A BoomPro limit system keeps the torsion box from hitting the boom
during the operation of the machine. “If the torsion box comes to close to the boom, the system will remove reference from the operator on whichever motion he is using and give a negative reference to move out the torsion box,” Trevino said.

The boom profile system on the original analog machine, Wright explained, is a stepped protection. “The way it’s set up, you could protect the boom or you could dig,” Wright said. “There was not a lot of leeway. If you set it to protect the machine, you could not fill the dipper.”

With this boom profile, the drives know the geometry of the boom. “We can get in close to the boom and the drive will protect it,” Wright said. “When the operator is calling for it to retract toward the shovel and it gets close, the drives oppose that effort because they know the boom geometry. They start to push out rather than allowing the torsion box to clamber into the machine.”
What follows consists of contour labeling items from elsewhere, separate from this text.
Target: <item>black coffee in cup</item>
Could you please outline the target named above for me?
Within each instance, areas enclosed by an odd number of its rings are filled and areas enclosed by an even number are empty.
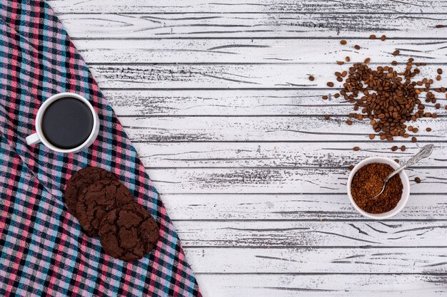
[[[42,116],[42,132],[46,140],[61,149],[82,145],[93,130],[93,115],[89,106],[70,97],[56,100]]]

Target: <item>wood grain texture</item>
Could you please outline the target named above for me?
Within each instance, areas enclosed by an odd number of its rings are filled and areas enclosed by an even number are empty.
[[[189,248],[186,253],[196,273],[436,273],[447,266],[442,248]]]
[[[340,57],[342,60],[344,56]],[[406,61],[400,57],[398,61]],[[364,56],[353,62],[362,61]],[[373,61],[370,65],[378,65]],[[434,79],[440,64],[431,64],[421,68],[417,78]],[[398,66],[398,71],[405,67]],[[155,64],[155,65],[92,65],[98,82],[105,88],[327,88],[328,81],[333,81],[334,93],[341,83],[336,80],[334,72],[348,69],[346,65],[331,64]],[[314,81],[308,76],[313,75]],[[445,83],[444,83],[445,84]],[[435,80],[432,88],[443,86],[442,81]],[[331,90],[332,90],[331,89]],[[328,95],[326,91],[322,95]],[[445,95],[442,97],[444,97]],[[441,97],[441,96],[438,96]]]
[[[447,68],[446,68],[447,69]],[[335,93],[323,90],[105,90],[119,117],[198,115],[346,115],[353,105],[321,95]],[[438,102],[447,105],[444,94],[436,93]],[[420,96],[421,100],[426,98]],[[427,111],[447,115],[424,103]]]
[[[346,116],[323,115],[291,117],[169,117],[125,118],[120,120],[134,142],[356,142],[369,140],[374,131],[367,120],[346,123]],[[447,117],[418,120],[420,141],[445,142],[447,138]],[[426,127],[433,130],[428,132]],[[405,140],[408,147],[416,146],[411,138]],[[378,141],[378,140],[377,140]]]
[[[446,221],[185,221],[174,224],[184,246],[196,247],[446,247],[447,229]]]
[[[198,281],[213,297],[441,297],[447,291],[447,276],[433,274],[199,274]]]
[[[443,38],[447,15],[401,14],[64,14],[59,15],[74,38],[367,38],[371,33],[391,38]]]
[[[440,117],[414,125],[436,150],[407,170],[407,206],[373,222],[351,205],[346,167],[417,146],[347,126],[352,105],[326,85],[346,56],[446,73],[446,0],[48,1],[162,193],[204,297],[446,296],[445,94],[442,110],[426,108]]]
[[[444,34],[445,35],[445,34]],[[442,35],[441,35],[442,36]],[[332,63],[348,56],[369,57],[377,63],[396,59],[396,48],[403,57],[438,63],[447,63],[447,42],[438,39],[151,39],[76,40],[78,50],[87,63]],[[356,50],[355,45],[361,46]]]
[[[325,1],[311,0],[47,0],[54,10],[59,13],[126,13],[162,14],[166,13],[399,13],[399,14],[440,14],[446,13],[445,0],[406,1]]]
[[[413,189],[412,189],[413,190]],[[416,189],[415,189],[416,190]],[[446,219],[446,194],[414,194],[395,219]],[[176,224],[196,220],[362,220],[346,194],[162,194]],[[268,223],[266,223],[268,224]]]
[[[416,170],[416,171],[415,171]],[[416,193],[447,193],[446,169],[406,171]],[[161,193],[346,193],[346,168],[174,168],[152,169],[149,176]]]
[[[148,169],[163,167],[347,167],[371,154],[402,162],[419,151],[414,144],[393,152],[387,141],[359,142],[139,142],[135,147]],[[423,163],[413,167],[447,168],[447,145],[439,142]]]

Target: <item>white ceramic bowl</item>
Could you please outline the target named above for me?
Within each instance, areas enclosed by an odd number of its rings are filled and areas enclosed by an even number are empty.
[[[405,170],[402,170],[401,173],[399,173],[399,176],[401,177],[401,179],[402,179],[403,189],[402,191],[402,197],[401,197],[401,200],[399,200],[396,207],[394,207],[389,212],[383,212],[382,214],[370,214],[369,212],[366,212],[360,207],[358,207],[358,206],[354,202],[354,199],[352,198],[352,195],[351,194],[351,183],[352,182],[352,178],[353,177],[356,172],[362,167],[371,163],[385,163],[391,165],[394,169],[398,169],[400,167],[398,163],[396,163],[393,159],[390,158],[386,158],[383,157],[371,157],[365,159],[360,163],[357,164],[349,174],[349,177],[348,178],[348,196],[349,197],[351,203],[352,203],[352,205],[354,207],[354,208],[367,218],[373,219],[388,219],[396,215],[400,211],[401,211],[406,204],[406,202],[408,201],[408,197],[410,197],[410,181],[408,180],[408,177],[407,176],[406,173],[405,173]]]

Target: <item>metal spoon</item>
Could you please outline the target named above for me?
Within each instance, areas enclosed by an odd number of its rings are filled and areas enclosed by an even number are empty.
[[[391,177],[393,177],[394,175],[397,174],[398,173],[399,173],[404,169],[409,167],[413,164],[417,163],[418,162],[421,161],[422,159],[424,159],[428,157],[430,155],[431,155],[431,152],[433,152],[433,149],[434,147],[435,146],[433,145],[425,145],[423,147],[422,147],[422,150],[421,150],[419,152],[418,152],[414,156],[413,156],[411,159],[410,159],[405,163],[402,164],[402,165],[400,167],[394,170],[388,177],[384,178],[383,187],[382,187],[382,190],[380,192],[380,193],[378,193],[378,194],[376,194],[376,196],[370,199],[374,199],[374,198],[379,197],[381,194],[382,194],[383,191],[385,191],[385,187],[386,186],[386,183],[391,179]]]

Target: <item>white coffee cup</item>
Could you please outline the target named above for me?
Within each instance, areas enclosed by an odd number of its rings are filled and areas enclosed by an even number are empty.
[[[53,145],[46,140],[46,138],[45,138],[45,135],[44,135],[42,130],[42,119],[44,117],[44,114],[45,113],[45,110],[46,110],[46,108],[48,108],[48,107],[54,101],[66,98],[77,99],[84,103],[91,112],[91,115],[93,118],[93,127],[91,128],[91,132],[90,132],[89,137],[80,145],[70,149],[63,149]],[[91,105],[91,104],[90,104],[87,99],[74,93],[60,93],[59,94],[52,95],[49,98],[46,99],[45,102],[44,102],[44,103],[42,103],[41,107],[39,108],[39,110],[37,111],[35,125],[36,133],[31,134],[26,137],[26,144],[28,144],[29,145],[32,145],[36,143],[42,142],[48,148],[55,152],[68,154],[71,152],[79,152],[85,148],[89,147],[93,144],[93,142],[96,139],[96,137],[98,137],[98,133],[99,132],[99,118],[98,117],[98,114],[96,113],[95,110],[93,108],[93,106]]]

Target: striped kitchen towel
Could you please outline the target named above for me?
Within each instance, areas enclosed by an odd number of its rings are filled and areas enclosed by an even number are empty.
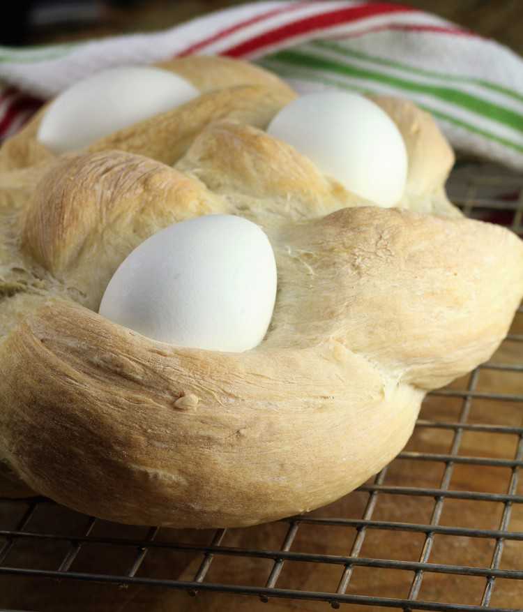
[[[151,34],[0,47],[0,137],[96,70],[190,54],[254,61],[298,93],[335,87],[409,98],[457,149],[523,170],[523,60],[434,15],[383,2],[256,2]]]

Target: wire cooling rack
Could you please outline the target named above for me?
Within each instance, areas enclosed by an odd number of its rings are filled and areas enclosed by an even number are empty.
[[[467,215],[523,235],[523,177],[462,162],[448,188]],[[169,609],[192,609],[188,593],[206,592],[222,594],[219,609],[245,595],[257,596],[250,608],[284,598],[303,610],[523,609],[522,373],[520,308],[489,363],[427,397],[391,464],[341,502],[268,525],[133,528],[0,498],[0,606],[55,609],[47,583],[74,603],[64,590],[75,581],[118,585],[114,601],[156,587],[179,597]]]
A boom replacement will cost $1 million. Wright knows. Asarco just replaced one on one of these shovels because of that exact reason. “The torsion box kept hitting the boom,” Wright said.

Cycle Time Improvements
Flanders acquired data from an upgraded machine working in Australia that showed that they are saving 3.5 seconds per cycle. “If the mine has the trucks, this becomes a massive number at the end of the year,” Casson said.

In addition to a smoother operation, the upgrade shovels can transfer from dig to propel much more quickly. Switching to propel is close to instantaneous, according to Wright. “The operators are in and out of propel much quicker, which cuts down the time they are waiting to move and non productive time.”
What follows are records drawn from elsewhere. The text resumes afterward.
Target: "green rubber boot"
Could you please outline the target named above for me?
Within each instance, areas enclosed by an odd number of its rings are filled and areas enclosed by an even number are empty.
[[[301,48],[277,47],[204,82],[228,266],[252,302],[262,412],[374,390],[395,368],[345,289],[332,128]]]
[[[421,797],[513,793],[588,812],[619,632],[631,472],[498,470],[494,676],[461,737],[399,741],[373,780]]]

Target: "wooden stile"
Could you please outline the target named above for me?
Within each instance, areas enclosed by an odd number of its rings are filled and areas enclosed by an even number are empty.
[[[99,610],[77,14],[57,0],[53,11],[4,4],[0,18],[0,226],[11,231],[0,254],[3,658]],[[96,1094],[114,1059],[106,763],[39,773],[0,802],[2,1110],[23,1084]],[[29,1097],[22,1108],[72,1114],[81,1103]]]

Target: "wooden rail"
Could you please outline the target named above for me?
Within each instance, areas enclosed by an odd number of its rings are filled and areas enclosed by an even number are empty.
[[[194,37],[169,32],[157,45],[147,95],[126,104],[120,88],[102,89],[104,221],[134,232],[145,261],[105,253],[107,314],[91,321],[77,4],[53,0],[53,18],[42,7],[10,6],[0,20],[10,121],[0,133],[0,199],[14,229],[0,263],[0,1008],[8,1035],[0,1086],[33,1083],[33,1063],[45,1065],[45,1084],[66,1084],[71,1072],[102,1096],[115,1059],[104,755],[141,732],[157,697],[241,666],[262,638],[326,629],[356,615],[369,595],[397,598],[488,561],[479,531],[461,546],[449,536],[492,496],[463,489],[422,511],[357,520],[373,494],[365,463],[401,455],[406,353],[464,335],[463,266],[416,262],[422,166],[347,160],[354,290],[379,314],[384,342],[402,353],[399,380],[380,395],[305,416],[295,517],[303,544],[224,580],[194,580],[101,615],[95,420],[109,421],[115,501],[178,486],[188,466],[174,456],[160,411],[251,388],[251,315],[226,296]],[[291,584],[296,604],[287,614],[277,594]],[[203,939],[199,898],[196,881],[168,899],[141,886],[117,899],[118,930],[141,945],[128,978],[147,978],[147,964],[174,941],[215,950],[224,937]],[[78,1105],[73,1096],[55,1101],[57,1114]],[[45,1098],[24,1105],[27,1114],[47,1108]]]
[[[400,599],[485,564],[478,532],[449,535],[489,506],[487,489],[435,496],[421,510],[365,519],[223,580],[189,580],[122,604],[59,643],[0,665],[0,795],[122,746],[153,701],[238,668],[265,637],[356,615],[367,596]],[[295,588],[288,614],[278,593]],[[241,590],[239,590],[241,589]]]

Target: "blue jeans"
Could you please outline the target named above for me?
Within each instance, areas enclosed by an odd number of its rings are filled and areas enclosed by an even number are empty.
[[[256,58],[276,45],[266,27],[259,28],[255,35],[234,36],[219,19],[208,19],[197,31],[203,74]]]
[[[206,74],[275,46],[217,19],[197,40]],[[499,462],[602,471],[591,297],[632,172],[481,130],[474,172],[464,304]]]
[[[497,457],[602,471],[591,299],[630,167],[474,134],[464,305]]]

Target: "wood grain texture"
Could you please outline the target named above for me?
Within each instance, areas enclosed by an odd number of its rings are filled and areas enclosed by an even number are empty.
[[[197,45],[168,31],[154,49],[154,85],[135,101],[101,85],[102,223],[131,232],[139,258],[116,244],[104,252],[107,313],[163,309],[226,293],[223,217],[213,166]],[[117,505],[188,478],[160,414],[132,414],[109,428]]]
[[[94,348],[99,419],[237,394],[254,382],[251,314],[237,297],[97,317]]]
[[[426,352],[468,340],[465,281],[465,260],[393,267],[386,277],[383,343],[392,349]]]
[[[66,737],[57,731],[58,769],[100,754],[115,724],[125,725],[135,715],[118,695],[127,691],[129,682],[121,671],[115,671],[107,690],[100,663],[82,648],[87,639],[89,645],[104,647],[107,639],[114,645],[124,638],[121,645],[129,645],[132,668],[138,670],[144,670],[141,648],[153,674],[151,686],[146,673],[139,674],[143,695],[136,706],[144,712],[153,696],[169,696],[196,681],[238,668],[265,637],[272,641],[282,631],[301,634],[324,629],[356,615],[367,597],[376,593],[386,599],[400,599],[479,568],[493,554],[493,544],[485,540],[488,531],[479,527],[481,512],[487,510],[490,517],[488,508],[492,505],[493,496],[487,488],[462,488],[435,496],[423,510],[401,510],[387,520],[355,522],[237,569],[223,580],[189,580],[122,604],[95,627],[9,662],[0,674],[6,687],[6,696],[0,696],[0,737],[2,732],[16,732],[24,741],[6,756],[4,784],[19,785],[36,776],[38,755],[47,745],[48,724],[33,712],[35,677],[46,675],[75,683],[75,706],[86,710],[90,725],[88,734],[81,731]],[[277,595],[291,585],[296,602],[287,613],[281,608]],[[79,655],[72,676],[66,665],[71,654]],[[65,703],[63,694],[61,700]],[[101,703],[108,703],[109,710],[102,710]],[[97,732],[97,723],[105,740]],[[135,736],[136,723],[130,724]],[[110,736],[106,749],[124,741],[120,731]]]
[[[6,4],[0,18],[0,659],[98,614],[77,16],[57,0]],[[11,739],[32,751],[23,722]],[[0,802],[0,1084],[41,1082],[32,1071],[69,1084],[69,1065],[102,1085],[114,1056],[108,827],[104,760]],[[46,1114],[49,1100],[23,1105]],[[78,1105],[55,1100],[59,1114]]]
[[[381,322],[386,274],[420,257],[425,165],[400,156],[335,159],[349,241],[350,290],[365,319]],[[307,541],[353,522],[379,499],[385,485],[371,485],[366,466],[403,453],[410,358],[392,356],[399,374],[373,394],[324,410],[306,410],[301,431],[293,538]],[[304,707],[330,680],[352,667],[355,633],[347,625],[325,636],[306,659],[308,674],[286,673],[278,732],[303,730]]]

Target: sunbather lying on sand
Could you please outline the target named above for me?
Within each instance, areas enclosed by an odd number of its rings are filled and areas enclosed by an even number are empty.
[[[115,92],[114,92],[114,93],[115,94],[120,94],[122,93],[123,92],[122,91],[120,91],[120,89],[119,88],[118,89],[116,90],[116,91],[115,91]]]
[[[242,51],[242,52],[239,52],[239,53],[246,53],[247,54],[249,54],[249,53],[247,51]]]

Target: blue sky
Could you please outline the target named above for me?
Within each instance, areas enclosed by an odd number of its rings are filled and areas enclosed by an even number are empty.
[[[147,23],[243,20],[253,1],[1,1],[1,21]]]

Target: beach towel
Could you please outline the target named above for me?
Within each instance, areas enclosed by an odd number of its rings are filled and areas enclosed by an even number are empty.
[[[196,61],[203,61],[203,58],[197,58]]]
“We are able to lower the machine’s time to transfer from propel to dig to two seconds each way,” said Trevino. “In Wyoming, where they load from one side of the shovel, they have to propel every three loaded trucks and they paid for the system through time savings alone.”

With the way some of the older control systems were set up, the shovel would take as long as 10 or 11 seconds to transfer from dig to propel. “That doesn’t sound like a lot,” Casson said. “If a mine propels  every five trucks and it is loading 250 trucks per shift, those numbers start to add up.”

“This is a site specific benefit,” Casson said. “If the mine is truck-limited, where the shovel is always waiting on trucks, it’s not a big deal. But, if there’s enough trucks to keep the shovel efficiency up, that becomes a major concern, when a mine is shovel limited.”

Casson readily admits that no one upgrade is ideal for every shovel at every mine. The mine needs to determine their needs as far as production goals. “If they are truck-limited, there are still ways to improve the reliability of the shovel to reduce the maintenance costs,” Casson said. “For even further reduction on maintenance costs, our latest development is a complete AC replacement for the older DC systems on both shovels and draglines.”

Wright is very happy with the mine’s decision to work with Flanders Electric. Asarco was in an alliance where the company would only purchase OEM motors and parts. Wright and the other Asarco managers did their homework and Asarco decided to not renew the alliance. “We have saved the company more than $1 million in motor rebuild costs alone during the last seven months,” Wright said. “Flanders manufactured motors come with a 12,000-hour warranty. That is four times what the OEMs offer.”


According to Wright, Flanders stocks motors onsite and the OEMs won’t do that. “Flanders is investing their capital in keeping our operation running. That also saves six or eight hours, provided it is not afterhours, weekend, or holiday, in unscheduled downtime waiting for a motor to arrive.” Flanders Electric, Wright said, offers twice the motor life at half the price.

The first upgraded Asarco shovel went online in November, and the shovel has not experienced a drive fault. “They are living up to everything they said they would do the first day we called them in,” Wright said. “We needed a partner and Flanders was the right guy. They have increased shovel availability two-fold.”